In [1]:
import pandas as pd
import numpy as np
import matplotlib.pyplot as plt
import seaborn as sns

In [2]:
from sklearn.pipeline import Pipeline
from sklearn.preprocessing import MinMaxScaler,StandardScaler

Let's test whether warranty data can be used as a proxy for battery life. We will do this by assessing the influence of 'manufacturer agnostic' metrics on warranty data:
* Cell chemistry
* Cooling type
* SoC window

As well as manufacturer-specific data.
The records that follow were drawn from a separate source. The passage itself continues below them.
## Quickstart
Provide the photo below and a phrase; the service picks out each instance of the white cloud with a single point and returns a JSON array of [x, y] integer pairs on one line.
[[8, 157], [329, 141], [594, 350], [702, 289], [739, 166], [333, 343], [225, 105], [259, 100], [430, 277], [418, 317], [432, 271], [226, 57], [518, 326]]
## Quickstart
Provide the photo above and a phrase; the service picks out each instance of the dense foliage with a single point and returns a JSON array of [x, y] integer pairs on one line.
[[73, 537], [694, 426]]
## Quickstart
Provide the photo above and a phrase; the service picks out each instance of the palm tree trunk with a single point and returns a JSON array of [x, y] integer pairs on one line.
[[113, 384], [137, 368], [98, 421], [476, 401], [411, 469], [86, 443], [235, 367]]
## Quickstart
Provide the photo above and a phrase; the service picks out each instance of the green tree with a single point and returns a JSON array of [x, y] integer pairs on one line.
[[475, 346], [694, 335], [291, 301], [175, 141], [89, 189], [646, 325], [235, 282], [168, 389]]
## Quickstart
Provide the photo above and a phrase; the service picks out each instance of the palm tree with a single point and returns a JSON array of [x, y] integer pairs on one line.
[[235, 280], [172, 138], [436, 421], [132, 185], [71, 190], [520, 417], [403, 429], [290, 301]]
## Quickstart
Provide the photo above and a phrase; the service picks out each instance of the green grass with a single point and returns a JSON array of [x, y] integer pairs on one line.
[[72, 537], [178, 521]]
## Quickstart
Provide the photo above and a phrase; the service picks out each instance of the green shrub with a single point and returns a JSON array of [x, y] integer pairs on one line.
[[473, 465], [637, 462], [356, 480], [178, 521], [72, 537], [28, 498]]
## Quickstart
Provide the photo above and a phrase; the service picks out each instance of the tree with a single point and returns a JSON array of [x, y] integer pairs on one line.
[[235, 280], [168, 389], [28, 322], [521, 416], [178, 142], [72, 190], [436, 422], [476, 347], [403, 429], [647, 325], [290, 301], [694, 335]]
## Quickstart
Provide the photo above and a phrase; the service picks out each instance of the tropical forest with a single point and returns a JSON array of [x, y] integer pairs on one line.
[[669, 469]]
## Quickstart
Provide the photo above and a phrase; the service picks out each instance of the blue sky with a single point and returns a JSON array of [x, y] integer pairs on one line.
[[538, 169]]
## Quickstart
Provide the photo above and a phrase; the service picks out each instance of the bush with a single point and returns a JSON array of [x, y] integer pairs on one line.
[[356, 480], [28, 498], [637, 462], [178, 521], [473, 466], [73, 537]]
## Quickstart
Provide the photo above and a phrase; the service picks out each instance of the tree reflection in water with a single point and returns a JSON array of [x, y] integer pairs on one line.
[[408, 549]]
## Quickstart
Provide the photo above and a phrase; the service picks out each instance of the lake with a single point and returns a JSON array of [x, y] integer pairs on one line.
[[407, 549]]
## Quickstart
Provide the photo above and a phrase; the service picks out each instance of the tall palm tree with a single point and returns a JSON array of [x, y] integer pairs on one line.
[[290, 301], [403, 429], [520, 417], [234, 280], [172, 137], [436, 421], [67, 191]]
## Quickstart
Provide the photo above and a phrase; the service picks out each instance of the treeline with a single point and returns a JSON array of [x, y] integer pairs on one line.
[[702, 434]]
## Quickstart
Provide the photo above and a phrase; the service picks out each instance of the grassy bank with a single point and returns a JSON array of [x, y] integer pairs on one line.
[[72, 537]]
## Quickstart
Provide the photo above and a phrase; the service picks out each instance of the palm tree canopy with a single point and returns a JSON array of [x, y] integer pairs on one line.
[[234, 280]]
Analysing the relative contribution of each of these to explaining warranty will show whether it is a good metric (strongly dependent on physical properties of the battery pack) or not. 

In [3]:
df = pd.read_excel('pack_benchmark_spec_v1.055.xlsm','Benchmarks',header=[0,1],skiprows=1,nrows=1055)

In [4]:
df.loc[:,'Warranty'].describe()

Unnamed: 0,Years,Mileage,Cycles
count,159.0,115.0,49.0
mean,8.251572,111083.434323,6059.183673
std,2.056076,55007.134616,3872.171999
min,1.0,10.0,800.0
25%,8.0,100000.0,4000.0
50%,8.0,100000.0,6000.0
75%,8.0,100000.0,8000.0
max,15.0,372902.423866,20000.0


We can estimate that: 

$pack\ cycles = \frac{pack\ mileage\ (\mathrm{m})}{pack\ capacity\ (\mathrm{kWh/cycle})} \times \frac{power\ consumption\ (\mathrm{kW})}{average\ speed\ (\mathrm{m/h})}$ 

Further, we can estimate that the power consumption has a dependence on the total pack capacity - naively, the relationship should be linear (similar discharge 'time' for each pack), but in reality, discharge time probably has a positive relationship with pack capacity (bigger vehicles need to run longer). Average speed, on the other hand, is probably roughly constant (~60mph). 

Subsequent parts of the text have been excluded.